It's been a dozen years since YouTube began supporting 4K videos and while viewership at that resolution is presumably pretty low relative to 1080p, those who have great internet and center their shortform binging around their 4K TVs or the few 4K phones out there will generally want to get all the pixels they can. But that desire may become ensnared with extra costs if a recent development pans out.

A sprinkling of reports, most prominently on Reddit, have cropped up over the past month depicting the 2160p tier in YouTube's resolution picker has been tagged as Premium. Users are prompted to "tap to upgrade." Of course, that's led people to fear that 4K viewing may soon be limited to subscribers of YouTube Premium.

The program, currently $12 per month, offers ad-free viewing with the option for background play (listening to the audio while using other apps), in-app downloads, and access to YouTube Music Premium.

As 9to5Google rightly points out, Google has been cutting costs and maximizing revenues in a number of ways recently. The fact that its cloud gaming venture, Stadia, has had a Pro subscription tier which charged for 4K resolution streaming gives the company some precedent to stand on (not that it means much considering it's due to shut down early next year).

All that said, folding 4K viewing into YouTube Premium would still be a regressive move — one likely not to be appreciated by Premium subscribers to a great extent, which is good news for YouTube in limiting its bandwidth usage.
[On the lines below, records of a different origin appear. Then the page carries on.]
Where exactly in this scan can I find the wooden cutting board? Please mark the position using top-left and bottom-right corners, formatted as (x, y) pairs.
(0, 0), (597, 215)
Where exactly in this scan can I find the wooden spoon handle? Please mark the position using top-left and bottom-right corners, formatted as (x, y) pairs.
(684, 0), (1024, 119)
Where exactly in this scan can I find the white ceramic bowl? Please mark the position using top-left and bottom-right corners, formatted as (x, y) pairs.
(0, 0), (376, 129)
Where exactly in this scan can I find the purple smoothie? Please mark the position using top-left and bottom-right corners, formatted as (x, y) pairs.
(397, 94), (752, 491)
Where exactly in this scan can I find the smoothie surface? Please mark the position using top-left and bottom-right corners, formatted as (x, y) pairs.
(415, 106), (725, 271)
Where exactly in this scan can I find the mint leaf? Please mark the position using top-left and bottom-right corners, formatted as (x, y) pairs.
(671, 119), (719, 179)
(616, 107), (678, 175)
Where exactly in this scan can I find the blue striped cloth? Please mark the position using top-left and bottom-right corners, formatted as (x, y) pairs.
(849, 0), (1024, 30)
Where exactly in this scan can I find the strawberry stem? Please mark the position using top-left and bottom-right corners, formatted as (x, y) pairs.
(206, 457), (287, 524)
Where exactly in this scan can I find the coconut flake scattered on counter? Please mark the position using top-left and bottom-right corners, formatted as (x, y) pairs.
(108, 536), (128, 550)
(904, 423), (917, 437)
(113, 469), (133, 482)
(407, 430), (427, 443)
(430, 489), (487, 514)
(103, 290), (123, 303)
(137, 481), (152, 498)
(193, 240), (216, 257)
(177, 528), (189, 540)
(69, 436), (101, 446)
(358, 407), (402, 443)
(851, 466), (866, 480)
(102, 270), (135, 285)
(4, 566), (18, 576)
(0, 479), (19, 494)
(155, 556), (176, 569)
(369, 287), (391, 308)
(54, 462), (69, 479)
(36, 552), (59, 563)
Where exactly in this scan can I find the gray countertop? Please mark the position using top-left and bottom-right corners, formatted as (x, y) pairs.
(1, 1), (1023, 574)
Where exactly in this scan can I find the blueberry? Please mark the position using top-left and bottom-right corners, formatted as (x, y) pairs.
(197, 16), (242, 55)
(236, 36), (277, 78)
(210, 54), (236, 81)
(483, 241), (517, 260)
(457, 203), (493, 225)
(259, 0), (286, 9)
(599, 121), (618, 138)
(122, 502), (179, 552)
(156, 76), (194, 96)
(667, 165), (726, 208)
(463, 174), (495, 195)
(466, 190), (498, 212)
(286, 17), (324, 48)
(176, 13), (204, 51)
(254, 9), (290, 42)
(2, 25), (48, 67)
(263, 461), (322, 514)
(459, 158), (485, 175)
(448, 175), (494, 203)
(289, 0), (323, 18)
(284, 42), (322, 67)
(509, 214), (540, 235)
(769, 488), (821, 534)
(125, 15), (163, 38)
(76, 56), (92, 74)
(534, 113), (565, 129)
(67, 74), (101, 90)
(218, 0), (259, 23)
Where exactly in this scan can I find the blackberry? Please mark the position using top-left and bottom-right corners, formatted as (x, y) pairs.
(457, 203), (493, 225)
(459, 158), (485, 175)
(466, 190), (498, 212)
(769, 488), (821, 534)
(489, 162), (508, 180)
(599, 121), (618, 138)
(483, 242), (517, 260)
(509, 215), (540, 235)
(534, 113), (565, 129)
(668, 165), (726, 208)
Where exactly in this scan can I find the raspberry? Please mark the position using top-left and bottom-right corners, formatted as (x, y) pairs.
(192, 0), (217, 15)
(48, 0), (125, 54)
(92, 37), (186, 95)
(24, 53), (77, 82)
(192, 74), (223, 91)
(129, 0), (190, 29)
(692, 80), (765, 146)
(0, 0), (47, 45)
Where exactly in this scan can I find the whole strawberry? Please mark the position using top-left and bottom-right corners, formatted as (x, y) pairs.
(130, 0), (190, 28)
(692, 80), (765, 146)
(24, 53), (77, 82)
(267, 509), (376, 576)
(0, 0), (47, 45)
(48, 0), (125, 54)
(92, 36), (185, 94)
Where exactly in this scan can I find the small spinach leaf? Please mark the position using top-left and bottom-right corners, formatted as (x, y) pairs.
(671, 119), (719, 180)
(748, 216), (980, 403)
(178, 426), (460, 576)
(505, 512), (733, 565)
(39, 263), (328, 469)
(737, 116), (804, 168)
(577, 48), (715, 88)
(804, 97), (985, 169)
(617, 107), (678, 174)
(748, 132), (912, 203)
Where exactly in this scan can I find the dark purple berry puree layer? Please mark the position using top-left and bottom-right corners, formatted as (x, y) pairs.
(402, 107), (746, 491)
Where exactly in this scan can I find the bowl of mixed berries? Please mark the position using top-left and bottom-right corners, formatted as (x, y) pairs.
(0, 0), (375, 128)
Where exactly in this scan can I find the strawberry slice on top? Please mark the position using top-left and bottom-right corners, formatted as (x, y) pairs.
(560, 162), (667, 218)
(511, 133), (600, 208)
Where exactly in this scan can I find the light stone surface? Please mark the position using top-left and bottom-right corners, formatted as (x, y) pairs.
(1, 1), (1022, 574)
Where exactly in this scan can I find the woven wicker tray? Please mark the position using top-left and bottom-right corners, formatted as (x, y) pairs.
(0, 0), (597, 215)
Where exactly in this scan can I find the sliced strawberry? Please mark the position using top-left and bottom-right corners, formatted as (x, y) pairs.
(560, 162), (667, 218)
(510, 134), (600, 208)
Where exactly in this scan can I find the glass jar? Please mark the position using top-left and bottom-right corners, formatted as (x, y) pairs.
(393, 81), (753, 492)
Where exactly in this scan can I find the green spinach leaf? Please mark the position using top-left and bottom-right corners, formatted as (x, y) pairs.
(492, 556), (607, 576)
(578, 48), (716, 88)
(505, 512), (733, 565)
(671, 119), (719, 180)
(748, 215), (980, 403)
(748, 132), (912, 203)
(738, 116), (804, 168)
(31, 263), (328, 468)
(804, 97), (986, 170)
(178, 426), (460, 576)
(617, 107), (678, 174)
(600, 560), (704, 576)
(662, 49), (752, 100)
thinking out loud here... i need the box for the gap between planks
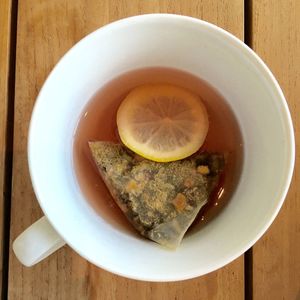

That said, if the platform does go ahead, we'll want to see what happens with 1440p streaming and whether the roughly 56% savings on data will actually matter.

When asked for comment, a YouTube spokesperson told Android Police that it had nothing to share at this time.

UPDATE: 2022/10/17 19:07 EST BY STEPHEN SCHENCK

Experiment concluded

YouTube's Premium 4K paywall experiment is now over.